Und dennoch wird die tatsächliche Transitzeit auf dieser Route trotz ihrer Bedeutung häufig unterschätzt. Veröffentlichte Fahrpläne geben selten das vollständige Bild wieder. Hafenstaus, ausgefallene Abfahrten, Zollverzögerungen, durch Zölle bedingte Frachtspitzen und das Zusammenspiel von Schiffsallianzen bestimmen maßgeblich die Transportdauer Ihrer Fracht. Angesichts der sich an ein neues Zollregime anpassenden Handelsströme zwischen den USA und China und der wiederauflebenden geopolitischen Spannungen im Nahen Osten ist die Notwendigkeit verlässlicher Echtzeitinformationen mit Blick auf das Jahr 2026 deutlicher denn je.
Dieser Leitfaden enthält alle wichtigen Informationen – von regulären FCL-Transitzeiten und aktuellen Daten zur Hafenauslastung in Los Angeles bis hin zu den Faktoren, die Ihre Sendung heute voraussichtlich am stärksten beeinflussen werden. Wir erläutern außerdem, wie professionelle Spediteure wie Topway Shipping Importeure dabei unterstützen, Unsicherheiten zu bewältigen und reibungslose Lieferketten aufrechtzuerhalten.
Die Route Shanghai–Los Angeles: Ein kurzer Überblick
Die Transpazifikreise von Shanghai (CNSHA) nach Los Angeles/Long Beach (USLAX/USLGB) ist fast 11,600 km lang. Die Route folgt dem Nordpazifischen Großkreis, der in einem Bogen nach Norden zu den Aleuten führt und dann nach Süden zur kalifornischen Küste abbiegt. Dies ist zwar nicht die geografisch schnellste Route, nutzt aber günstige Strömungen und bewährte Verfahren zur Trennung des Flugverkehrs.
Der Hafenkomplex in der San Pedro Bay – bestehend aus dem Hafen von Los Angeles und dem Hafen von Long Beach – wickelt fast 20 % aller US-Containerimporte ab und ist das wichtigste Tor für den trans-pazifischen Güterverkehr. Allein der Hafen von Los Angeles schlug im März 2026 752,520 TEU um, was in etwa dem Fünfjahresdurchschnitt für das erste Quartal entspricht und trotz der durch den andauernden Handelskonflikt zwischen den USA und China verursachten Beeinträchtigungen weiterhin ein starkes Frachtaufkommen belegt.
Alle drei großen Reedereiallianzen der Welt bedienen diese Route: die Gemini Cooperation (Maersk + Hapag-Lloyd), die Ocean Alliance (CMA CGM, COSCO, Evergreen, OOCL) und die Premier Alliance (ONE, HMM, Yang Ming). Diese Allianzen kontrollieren zusammen den Großteil der Kapazität im Transpazifikverkehr. Wenn Koalitionen daher Fahrtausfälle oder Kapazitätsänderungen ankündigen, wirken sich dies unmittelbar auf Verfügbarkeit und Preise aus.
FCL-Transitzeiten: Was ist 2026 realistisch zu erwarten?
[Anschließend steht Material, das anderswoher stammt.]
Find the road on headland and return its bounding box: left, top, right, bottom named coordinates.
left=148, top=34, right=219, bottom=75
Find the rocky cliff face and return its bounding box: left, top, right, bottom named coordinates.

Unter normalen Betriebsbedingungen beträgt die häufigste Transitzeit für FCL-Fracht von Shanghai nach Los Angeles 14 bis 22 Tage. Diese Spanne verschleiert jedoch erhebliche Unterschiede je nach Serviceart, Reederei und Saison. Typischerweise beträgt die durchschnittliche Transitzeit bei einer Direktverbindung mit einer großen Allianzreederei 16 bis 20 Tage. Ein Beispiel für einen Premium- oder Expressdienst ist Matsons China Long Beach Express, der die Strecke von Hafen zu Hafen in 11 bis 12 Tagen oder weniger zurücklegen kann, allerdings zu einem deutlich höheren Preis.
Hier finden Sie eine Tabelle mit realistischen Transitzeitvorgaben für 2026, aufgeschlüsselt nach Serviceart. Es handelt sich um Transitzeiten von Hafen zu Hafen; der Weitertransport per Lkw oder Bahn zum endgültigen Bestimmungsort ist nicht enthalten.
| Service-Typ | Transitzeit (Hafen zu Hafen) | Notizen |
| Premium Express (z. B. Matson) | 11–13 Tage | Direktverbindung, feste Ankunftstage |
| Standard Direct FCL | 16–20 Tage | Die meisten Allianzdienste |
| Standard mit Umladung | 22–30 Tage | Über Häfen wie Busan oder Tokio |
| LCL (Konsolidiert) | 20–35 Tage | Für die CFS-Behandlung rechnen Sie bitte mit 3–7 Tagen. |
| Hafen-zu-Tür-Transport (Inland + Zoll) | 25–40 Tage | LKW/Bahn + Freiraum hinzufügen |
Es ist wichtig zu betonen, dass die Daten von Xeneta die typische Transitzeit über den Pazifik auf etwa 22 Tage beziffern. Daher sollten die meisten FCL-Importeure zusätzlich zum angegebenen Fahrplan eine Woche Puffer einplanen. Die Diskrepanz zwischen einer 16-tägigen Reise und einer tatsächlichen Lieferzeit von 22 Tagen ist häufig auf Liegezeiten im Hafen und nicht auf Verzögerungen auf der Seereise zurückzuführen.
Die Lieferzeiten von Tür zu Tür verlängern sich noch deutlich. Rechnet man den Lkw-Transport im Inland von Los Angeles zu Zielen in den gesamten USA hinzu – sei es per LKW zu einem lokalen Lager oder per Bahn-Intermodaltransport nach Chicago (zusätzliche 7–10 Tage) oder Dallas –, können die gesamten Lieferzyklen vom Werkstor in China bis zum endgültigen Vertriebspunkt unter normalen Bedingungen 30–50 Tage betragen.
Hafenstau in Los Angeles: Aktueller Stand (April 2026)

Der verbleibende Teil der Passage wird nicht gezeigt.